Moreno y el pan nuestro de cada día

Moreno y el pan nuestro de cada día

Hace tres años, el secretario de Comercio sellaba un acuerdo para sostener el precio del pan a $2,50 el kilo. ¿Sigue vigente el índice Moreno? 30 de Julio 2010

Corría agosto de 2007 y el polémico secretario de Comercio Interior, Guillermo Moreno, ratificaba el acuerdo de precios con la industria panificadora para la comercialización del pan francés tipo flauta (8 piezas por kilo, a $ 2,50), a pesar de los notables aumentos que se venían registrando en sus valores de producción. El acuerdo debía mantenerse siempre y cuando la harina quedase clavada en $ 30 la bolsa, aunque ya entonces acumulaba un aumento del 15%.

Durante aquella época, el funcionario más fiel del matrimonio Kirchner instaba a los consumidores a denunciar a los comercios que no vendiesen el pan al costo oficial, desafiando, incluso, a los medios que pusieran en duda la permanencia del acuerdo. “Que me demuestren en qué panaderías no se respetan las normativas del Gobierno”, bramaba por entonces el secretario, con su clásico estilo de tribuna.

Como ejemplo del supuesto cumplimiento de la medida, Moreno citaba a la panadería de su barrio, La Burdalesa, ubicada en la esquina de Oro y Santa Fe.

A poco de cumplirse tres años del recordado convenio, WE volvió al lugar donde el propio Moreno sigue comprando el pan todas las mañanas para comprobar si la disposición oficial sigue vigente.

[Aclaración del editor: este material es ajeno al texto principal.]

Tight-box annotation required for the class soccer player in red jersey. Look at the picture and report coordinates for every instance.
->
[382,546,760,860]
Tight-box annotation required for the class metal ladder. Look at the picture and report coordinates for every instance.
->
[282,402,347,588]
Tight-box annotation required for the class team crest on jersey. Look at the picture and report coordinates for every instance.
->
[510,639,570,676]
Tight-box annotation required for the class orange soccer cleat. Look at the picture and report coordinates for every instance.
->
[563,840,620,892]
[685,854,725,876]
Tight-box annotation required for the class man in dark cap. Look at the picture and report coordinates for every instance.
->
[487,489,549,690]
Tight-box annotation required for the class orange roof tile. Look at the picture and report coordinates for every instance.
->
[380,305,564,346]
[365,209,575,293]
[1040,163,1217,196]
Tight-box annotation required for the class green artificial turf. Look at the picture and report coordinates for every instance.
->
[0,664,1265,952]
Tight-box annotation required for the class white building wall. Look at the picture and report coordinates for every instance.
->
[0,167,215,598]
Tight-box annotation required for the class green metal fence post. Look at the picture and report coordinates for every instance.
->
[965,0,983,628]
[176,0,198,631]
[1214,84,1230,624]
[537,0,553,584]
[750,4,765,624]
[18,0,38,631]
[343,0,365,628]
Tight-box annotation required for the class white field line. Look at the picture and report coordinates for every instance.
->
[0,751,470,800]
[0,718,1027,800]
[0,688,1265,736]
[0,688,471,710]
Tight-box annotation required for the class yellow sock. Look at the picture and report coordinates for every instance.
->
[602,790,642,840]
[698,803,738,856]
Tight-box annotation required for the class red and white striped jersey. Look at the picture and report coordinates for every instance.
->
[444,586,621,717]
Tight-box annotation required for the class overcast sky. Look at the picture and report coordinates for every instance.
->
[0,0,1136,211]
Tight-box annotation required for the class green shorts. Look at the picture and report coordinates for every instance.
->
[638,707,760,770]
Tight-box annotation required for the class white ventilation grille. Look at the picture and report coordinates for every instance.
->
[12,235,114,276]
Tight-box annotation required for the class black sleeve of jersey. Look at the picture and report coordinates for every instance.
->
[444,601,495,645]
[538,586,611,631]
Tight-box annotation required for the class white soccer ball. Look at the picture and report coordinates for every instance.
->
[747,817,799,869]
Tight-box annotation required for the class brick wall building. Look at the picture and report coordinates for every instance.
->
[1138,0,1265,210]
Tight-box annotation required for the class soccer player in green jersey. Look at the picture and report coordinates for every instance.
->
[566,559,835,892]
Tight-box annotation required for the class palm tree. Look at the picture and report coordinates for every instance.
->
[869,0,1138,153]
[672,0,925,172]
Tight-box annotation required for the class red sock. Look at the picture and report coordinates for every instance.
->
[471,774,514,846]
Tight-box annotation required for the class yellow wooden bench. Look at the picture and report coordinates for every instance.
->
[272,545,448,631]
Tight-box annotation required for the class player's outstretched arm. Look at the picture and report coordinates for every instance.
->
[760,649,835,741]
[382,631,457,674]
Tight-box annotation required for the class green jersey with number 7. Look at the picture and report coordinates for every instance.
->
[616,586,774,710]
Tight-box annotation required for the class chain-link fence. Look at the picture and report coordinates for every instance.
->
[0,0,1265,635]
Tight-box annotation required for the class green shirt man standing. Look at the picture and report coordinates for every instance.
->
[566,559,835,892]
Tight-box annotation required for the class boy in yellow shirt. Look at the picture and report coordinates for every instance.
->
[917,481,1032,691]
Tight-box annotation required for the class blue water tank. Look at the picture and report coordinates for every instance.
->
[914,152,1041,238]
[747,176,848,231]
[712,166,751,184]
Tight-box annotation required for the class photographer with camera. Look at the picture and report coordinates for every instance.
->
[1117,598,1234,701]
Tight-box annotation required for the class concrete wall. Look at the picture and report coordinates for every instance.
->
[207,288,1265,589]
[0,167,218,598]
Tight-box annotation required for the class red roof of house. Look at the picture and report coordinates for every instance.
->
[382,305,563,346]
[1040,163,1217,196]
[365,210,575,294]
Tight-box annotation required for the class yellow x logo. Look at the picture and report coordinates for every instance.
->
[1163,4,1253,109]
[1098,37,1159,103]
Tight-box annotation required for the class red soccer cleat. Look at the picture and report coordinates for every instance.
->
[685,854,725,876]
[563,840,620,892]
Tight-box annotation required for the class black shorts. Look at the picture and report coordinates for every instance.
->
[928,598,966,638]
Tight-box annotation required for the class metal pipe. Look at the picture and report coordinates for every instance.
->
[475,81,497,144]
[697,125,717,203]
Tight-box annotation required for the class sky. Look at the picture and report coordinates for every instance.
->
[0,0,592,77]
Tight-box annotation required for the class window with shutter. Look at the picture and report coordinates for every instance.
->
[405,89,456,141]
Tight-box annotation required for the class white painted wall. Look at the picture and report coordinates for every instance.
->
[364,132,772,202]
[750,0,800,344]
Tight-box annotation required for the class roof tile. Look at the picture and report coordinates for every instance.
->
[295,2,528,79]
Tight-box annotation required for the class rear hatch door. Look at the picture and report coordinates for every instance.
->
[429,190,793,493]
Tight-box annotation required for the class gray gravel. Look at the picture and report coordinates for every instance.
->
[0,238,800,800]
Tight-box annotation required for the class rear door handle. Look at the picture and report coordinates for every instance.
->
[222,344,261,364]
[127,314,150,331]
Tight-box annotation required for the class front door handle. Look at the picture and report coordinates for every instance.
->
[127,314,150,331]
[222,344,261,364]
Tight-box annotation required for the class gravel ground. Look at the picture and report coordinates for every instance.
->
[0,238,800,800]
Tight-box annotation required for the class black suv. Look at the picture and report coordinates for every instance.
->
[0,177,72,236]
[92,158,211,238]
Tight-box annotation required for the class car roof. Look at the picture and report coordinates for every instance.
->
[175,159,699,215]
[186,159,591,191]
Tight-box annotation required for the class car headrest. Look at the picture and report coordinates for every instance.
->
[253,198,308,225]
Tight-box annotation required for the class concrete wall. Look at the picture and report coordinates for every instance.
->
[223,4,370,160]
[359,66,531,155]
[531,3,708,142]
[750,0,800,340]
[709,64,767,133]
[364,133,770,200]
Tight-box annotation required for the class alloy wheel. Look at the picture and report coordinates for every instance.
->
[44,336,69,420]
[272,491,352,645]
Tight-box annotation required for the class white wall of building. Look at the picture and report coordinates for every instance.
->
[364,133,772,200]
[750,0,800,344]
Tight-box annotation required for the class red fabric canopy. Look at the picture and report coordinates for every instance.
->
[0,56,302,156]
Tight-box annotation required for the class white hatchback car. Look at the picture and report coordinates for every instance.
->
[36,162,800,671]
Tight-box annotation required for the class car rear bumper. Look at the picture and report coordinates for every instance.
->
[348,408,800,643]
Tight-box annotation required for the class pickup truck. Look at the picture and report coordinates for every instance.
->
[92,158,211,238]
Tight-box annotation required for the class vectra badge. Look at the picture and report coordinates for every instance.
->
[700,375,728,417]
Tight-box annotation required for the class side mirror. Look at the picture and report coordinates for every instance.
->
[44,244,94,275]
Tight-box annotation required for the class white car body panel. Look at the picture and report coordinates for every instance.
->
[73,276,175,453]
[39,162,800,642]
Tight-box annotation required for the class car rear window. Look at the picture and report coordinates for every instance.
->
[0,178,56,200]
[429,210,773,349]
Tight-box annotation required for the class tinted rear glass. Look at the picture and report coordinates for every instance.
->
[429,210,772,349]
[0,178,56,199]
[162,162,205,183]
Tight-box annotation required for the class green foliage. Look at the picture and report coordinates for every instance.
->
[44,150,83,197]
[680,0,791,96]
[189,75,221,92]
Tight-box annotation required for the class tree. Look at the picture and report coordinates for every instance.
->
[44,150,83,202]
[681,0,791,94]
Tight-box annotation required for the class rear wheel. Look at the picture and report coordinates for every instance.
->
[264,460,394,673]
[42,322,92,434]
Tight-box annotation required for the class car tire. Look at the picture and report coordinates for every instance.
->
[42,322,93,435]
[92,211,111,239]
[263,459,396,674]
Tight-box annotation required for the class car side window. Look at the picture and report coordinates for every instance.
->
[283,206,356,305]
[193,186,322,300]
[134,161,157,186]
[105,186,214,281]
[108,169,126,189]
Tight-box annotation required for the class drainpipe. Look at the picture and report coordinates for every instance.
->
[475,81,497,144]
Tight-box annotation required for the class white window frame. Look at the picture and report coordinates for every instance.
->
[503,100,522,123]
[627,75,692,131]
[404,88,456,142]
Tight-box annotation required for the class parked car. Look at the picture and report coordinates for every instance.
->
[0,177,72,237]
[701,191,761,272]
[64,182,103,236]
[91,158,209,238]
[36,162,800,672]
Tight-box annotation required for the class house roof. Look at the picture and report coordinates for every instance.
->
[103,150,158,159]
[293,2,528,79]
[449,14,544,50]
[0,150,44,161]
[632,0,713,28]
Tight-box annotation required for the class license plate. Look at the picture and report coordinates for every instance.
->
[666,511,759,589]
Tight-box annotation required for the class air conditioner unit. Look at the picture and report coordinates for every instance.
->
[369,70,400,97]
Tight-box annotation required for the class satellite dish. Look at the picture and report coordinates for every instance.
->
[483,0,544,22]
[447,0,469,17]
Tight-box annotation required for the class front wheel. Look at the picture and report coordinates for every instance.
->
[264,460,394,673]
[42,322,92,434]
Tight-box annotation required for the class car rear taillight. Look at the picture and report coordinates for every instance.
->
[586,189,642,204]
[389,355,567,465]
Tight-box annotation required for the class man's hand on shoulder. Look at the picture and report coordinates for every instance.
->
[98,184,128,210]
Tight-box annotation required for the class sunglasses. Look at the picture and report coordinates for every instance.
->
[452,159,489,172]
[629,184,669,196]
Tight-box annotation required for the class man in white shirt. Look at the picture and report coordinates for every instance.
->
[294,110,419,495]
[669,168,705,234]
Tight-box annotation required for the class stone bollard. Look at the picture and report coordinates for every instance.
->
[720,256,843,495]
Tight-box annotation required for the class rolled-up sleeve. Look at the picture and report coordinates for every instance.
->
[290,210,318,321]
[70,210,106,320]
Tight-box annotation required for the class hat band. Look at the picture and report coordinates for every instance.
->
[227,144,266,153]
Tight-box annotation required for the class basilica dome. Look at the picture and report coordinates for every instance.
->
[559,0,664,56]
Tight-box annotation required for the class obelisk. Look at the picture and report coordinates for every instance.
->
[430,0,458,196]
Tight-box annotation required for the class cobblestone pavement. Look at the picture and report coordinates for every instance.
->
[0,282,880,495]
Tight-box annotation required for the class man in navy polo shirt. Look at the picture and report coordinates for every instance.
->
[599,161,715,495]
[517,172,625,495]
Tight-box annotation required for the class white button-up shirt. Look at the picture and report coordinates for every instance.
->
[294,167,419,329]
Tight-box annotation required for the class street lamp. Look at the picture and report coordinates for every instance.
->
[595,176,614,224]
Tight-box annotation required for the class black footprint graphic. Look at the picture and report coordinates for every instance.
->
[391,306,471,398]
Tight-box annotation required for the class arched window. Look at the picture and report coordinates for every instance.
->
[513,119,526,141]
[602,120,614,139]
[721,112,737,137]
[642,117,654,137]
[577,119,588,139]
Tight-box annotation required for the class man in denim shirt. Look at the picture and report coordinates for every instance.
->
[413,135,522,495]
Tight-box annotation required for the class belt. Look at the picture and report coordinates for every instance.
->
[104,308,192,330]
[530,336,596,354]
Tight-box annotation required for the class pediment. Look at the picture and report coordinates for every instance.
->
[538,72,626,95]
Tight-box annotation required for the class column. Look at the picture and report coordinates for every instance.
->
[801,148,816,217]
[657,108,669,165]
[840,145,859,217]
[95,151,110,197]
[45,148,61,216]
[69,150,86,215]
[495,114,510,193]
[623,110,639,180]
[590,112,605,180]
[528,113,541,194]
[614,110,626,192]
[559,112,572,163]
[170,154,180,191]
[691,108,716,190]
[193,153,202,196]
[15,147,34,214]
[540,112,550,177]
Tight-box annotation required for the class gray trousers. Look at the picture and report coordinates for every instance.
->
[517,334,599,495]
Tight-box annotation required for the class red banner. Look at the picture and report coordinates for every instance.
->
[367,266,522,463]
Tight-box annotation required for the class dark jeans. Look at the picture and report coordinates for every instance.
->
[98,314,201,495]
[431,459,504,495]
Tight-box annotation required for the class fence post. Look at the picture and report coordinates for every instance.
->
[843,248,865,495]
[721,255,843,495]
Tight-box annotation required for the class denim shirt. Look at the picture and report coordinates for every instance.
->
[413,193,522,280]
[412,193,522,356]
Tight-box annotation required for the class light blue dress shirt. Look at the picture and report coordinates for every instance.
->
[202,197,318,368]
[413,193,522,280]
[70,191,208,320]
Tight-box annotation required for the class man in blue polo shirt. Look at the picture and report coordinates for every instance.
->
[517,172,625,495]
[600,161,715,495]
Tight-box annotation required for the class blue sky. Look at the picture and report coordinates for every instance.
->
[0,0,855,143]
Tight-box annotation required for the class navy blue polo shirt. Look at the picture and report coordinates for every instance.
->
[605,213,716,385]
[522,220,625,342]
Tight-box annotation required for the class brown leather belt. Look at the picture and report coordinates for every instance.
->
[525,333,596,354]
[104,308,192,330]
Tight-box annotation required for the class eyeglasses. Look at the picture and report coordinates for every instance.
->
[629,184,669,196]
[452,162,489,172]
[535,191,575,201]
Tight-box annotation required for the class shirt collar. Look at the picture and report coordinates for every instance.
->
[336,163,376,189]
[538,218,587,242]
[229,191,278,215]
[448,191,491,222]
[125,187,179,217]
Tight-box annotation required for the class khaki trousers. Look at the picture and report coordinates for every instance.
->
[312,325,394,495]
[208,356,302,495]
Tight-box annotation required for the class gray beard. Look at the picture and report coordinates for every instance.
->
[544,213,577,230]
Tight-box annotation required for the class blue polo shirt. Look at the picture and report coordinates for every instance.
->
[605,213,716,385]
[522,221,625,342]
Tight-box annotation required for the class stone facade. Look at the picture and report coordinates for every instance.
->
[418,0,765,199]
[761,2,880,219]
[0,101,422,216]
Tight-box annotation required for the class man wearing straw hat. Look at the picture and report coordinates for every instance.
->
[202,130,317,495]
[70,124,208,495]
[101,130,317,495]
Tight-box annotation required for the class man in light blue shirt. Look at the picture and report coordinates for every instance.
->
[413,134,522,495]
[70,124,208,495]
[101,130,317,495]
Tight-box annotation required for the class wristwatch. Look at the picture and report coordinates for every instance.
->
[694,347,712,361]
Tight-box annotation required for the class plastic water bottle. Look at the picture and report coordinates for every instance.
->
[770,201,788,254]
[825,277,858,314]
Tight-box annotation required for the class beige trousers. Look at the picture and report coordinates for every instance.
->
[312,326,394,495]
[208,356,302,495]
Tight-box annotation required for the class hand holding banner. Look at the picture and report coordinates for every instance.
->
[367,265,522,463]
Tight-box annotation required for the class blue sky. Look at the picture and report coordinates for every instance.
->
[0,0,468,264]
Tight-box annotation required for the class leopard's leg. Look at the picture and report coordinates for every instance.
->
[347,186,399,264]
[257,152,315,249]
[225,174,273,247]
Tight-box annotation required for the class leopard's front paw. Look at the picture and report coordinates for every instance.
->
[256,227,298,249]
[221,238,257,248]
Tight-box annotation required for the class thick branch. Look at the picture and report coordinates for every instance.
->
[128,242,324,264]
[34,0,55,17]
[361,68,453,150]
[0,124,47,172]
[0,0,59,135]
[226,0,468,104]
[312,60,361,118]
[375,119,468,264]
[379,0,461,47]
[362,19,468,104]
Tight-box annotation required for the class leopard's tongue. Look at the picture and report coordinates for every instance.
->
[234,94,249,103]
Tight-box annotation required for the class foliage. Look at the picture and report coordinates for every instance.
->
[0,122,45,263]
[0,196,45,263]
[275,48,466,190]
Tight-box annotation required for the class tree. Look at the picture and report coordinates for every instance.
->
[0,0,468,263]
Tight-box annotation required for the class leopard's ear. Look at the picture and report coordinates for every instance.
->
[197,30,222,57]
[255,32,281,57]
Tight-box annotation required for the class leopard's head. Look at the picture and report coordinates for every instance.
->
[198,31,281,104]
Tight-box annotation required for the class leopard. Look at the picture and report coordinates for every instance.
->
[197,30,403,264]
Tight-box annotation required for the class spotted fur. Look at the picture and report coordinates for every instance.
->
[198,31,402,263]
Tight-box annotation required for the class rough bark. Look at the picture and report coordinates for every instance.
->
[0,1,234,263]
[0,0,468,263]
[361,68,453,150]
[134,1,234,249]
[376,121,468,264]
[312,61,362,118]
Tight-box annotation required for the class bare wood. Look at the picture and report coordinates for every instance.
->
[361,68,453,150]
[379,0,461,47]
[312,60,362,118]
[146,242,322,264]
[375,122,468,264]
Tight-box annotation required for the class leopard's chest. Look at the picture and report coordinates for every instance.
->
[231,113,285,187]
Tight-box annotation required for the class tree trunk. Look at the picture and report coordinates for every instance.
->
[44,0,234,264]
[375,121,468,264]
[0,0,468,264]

La pregunta obligada, claro, es saber si todavía resulta rentable vender el pan a $ 2,50, teniendo en cuenta los incrementos registrados en la harina y los costos del producto. La respuesta, en boca de Juan José, uno de los propietarios de la confitería, no tarda en llegar: “El valor de ese pan se mantiene en $ 2,50 y se vende un kilo por persona, mientras que el kilo del pan no oficial está en $ 8”, confirma, para despejar dudas. Y agrega, con un dejo de resignación: “La verdad es que debemos acatar el acuerdo. No nos conviene, sobre todo porque apuntamos a otro target de clientes por la zona donde estamos ubicados, en pleno Palermo”. De hecho, Juan José confiesa que al pan a precio rebajado “nadie lo pide”.

Y a la industria molinera, que proporciona la materia prima esencial para la producción del pan, ¿le conviene ese precio? Juan José toma aire y responde con tono de experto: “Los industriales lo hacen para cumplir la ley. La elaboración de ese tipo de pan está subvencionada por el Estado. Ellos hacen la diferencia económica con la exportación”.

Menos diplomático que el dueño de La Burdalesa, un alto ejecutivo de la Federación Argentina de la Industria Molinera (FAIM), que prefiere conservar el anonimato, asegura que con los aumentos registrados en la harina desde 2007, cercanos al 35%, “mantener el valor del pan a $ 2,50 es totalmente ilógico. Un disparate”.

Como sea; queda claro que en la distorsión de los precios relativos por rubro, “el guardián de la inflación” tiene mucha incidencia. ¿Será que Moreno todavía asusta a los pequeños comerciantes? Es posible. Lo cierto es que el emblemático secretario sigue provocando reacciones teñidas de sobreactuada prudencia. ¿Persistirán? ¿Por cuánto tiempo?